A Vancouver-based plastics expert is pushing for more public education about the different types of plastics following Ottawa’s plans to eliminate the use of single-use plastics in government operations.
Love-Ese Chile, a bioplastics specialist and consultant, argues not all plastics are the same and it’s crucial to understand their differences when creating public policy.
“Right now, everyone is kind of confused about bioplastics,” she told Stephen Quinn, host of CBC’s The Early Edition.
“On a good day, we are going to recycle some of our plastics. On a bad day, we’re going to end up with plastics in the landfill.”
Different types of plastics are defined by a number — for example, No. 1 is PETE, used for drinks bottles; No. 2 is HDPE, used for milk jugs and plastic bags — but bioplastics are lumped together in a catch-all category.
“Every other plastic has a number associated with it, but all bioplastics fall onto this No. 7 ‘other’ [classification],” Chile said.
Bio-based vs. biodegradable
In fact, Chile said, there are three major categories when it comes to sustainable plastics: those that are bio-based, those that are biodegradable and those that are both.
“One of the biggest problems is that they are all called bioplastics, and that gets really confusing,” Chile said.

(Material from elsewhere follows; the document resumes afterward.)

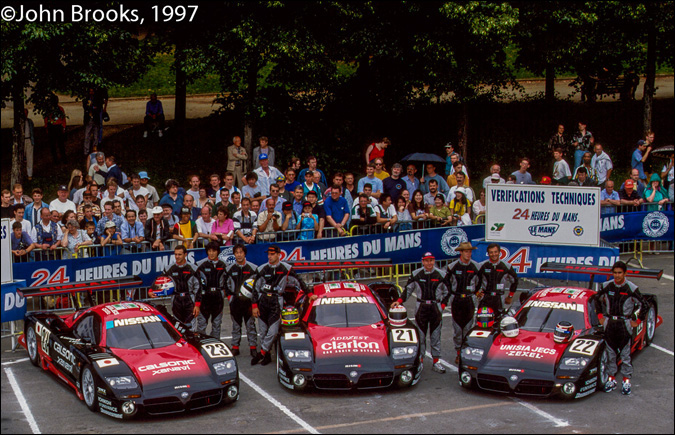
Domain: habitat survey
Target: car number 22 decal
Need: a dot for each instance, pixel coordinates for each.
(405, 335)
(584, 347)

Bio-based plastics are made from biological resources — like polylactic acid, a polyester created by plant sources such as corn starch — whereas biodegradable refers to its ability to decompose.

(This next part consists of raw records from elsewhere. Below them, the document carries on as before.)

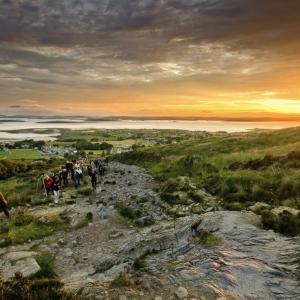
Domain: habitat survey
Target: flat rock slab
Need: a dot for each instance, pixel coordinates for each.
(18, 262)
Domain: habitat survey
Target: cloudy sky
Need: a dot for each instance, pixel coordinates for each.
(207, 58)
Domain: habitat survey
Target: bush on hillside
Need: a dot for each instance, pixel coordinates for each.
(19, 288)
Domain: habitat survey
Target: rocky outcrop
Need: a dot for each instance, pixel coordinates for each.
(18, 262)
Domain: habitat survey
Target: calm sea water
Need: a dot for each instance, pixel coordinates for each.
(210, 126)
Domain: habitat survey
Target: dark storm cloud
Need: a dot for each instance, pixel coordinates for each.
(95, 41)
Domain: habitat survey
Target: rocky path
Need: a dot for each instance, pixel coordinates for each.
(249, 263)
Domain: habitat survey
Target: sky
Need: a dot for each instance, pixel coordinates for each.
(184, 58)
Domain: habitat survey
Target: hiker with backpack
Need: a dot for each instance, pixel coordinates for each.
(47, 184)
(64, 176)
(92, 171)
(55, 187)
(3, 206)
(77, 174)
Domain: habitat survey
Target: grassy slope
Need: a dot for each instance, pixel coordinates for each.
(27, 154)
(275, 184)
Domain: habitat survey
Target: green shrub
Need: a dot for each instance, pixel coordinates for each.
(24, 227)
(19, 288)
(46, 264)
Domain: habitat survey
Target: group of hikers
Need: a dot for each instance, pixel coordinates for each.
(74, 171)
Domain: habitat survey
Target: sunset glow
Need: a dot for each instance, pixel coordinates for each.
(206, 59)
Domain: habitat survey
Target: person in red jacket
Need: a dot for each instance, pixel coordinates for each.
(48, 184)
(3, 206)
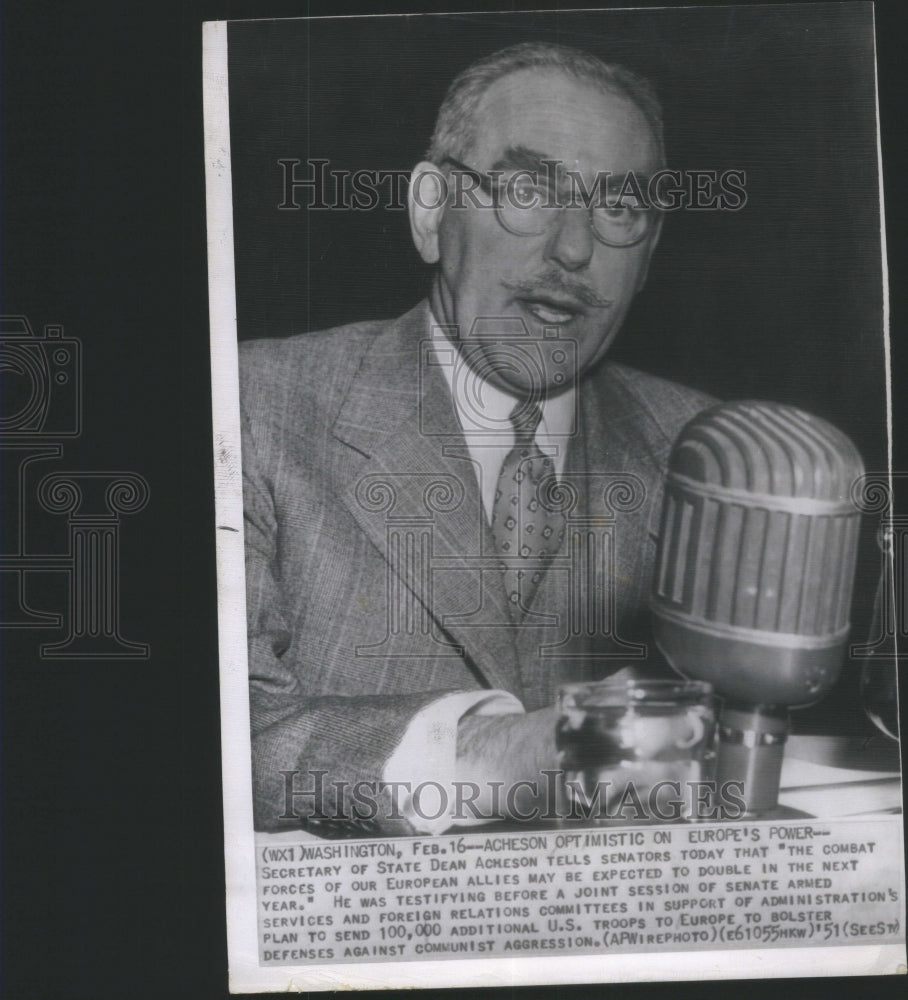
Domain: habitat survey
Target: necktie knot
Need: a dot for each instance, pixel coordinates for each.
(525, 419)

Not all bio-based plastics are biodegradable, and vice versa, Chile emphasized, which is why she is pushing to clarify the terminology of bioplastics.
Even composting biodegradable plastics isn’t cut and dry, she said, because most composting facilities are built around food waste and have a turnaround time of between 45 to 90 days.
Biodegradable plastics, on the other hand, need around 180 days to compost.
“Unless you have the correct conditions to break [the plastics] down in, they are just going to be left over,” she said. “The food waste will break down and you’ll have plastics left over.”
Push to reduce plastics
By 2050, there could be more plastic in the ocean than there are fish in terms of biomass, some researchers warn.
That’s leading to a push to reduce plastic use, with one mayoral candidate in Vancouver raising the idea of banning single-use plastics.
Victoria recently banned single-use plastic bags and, in several B.C. communities, plastic straws have been targeted.
Chile says these kind of changes help but don’t target the fundamental problem.
“In the grand scheme of things, it’s a drop in the ocean,” she said.
“That’s not really changing our interaction with plastics … we really need to change the way we are using them and displacing of them.”
She is pushing for wide change from everyone involved the life cycle of plastics.
“We need legislation for labelling, we need better infrastructure for collection of these plastics and infrastructure for breaking them down and recycling,” Chile said.